Karajan : Beethoven Symphony No. 5, First Movemen

« Each concert is a mystical experience, an ecstasy… it’s a form of grace »
Herbert von Karajan

 

 

An audience invariably makes great demands on an artist’s attention—demands that are generally beyond the capacity of the ordinary person—yet these demands create in the artist a certain tension that brings a special inner state with a very particular kind of force and energy that are not customary to him but which (apart from being the requisite “fire” giving life to his talents) help make him intensely vigilant and conscious of what he is doing. All this goes largely to free him from his habitual way of sensing himself and allows another aspect of his nature to rise to the surface of his being, elevating him and giving him the different taste and feeling of himself he needs—and which he intuitively values deeply.

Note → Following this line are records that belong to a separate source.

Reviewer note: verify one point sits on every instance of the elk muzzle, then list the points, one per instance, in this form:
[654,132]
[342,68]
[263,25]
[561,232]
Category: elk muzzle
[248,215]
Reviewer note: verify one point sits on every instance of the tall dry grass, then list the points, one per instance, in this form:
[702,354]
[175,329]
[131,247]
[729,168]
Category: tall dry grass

Later, he is mysteriously impelled to want to find this heightened inner state and feeling of himself—the true source of which he is ignorant—again and again. It seems to him that he can only get it through repeatedly seeking and accepting the challenge of confronting this gigantic outer witness, the spectators in the auditorium, for the sake of the sensation it evokes in him each time he has the opportunity to perform in front of them.

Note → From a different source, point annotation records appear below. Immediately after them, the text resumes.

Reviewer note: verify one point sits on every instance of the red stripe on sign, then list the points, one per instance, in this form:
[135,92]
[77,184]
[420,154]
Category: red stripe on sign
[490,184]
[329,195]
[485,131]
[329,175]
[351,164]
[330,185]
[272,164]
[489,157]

The deeper the state of presence and concentration an artist is capable of mustering and maintaining in himself while on stage, the more he will be able to get away from himself; and the more he is able to get away from himself, the greater his art will be—for, without his consciously knowing it, something higher in him will at that moment come to the foreground of his being and work through him.

After he has mastered his craft, it is only in the degree that the artist can become distant from himself, forgetting his private self and becoming sufficiently free within (to permit another aspect of his nature to take over), that his artistic creation or performance will stand the test of the truth it seeks to express and have the power to elevate both himself and his audience, exalting and inspiring them both.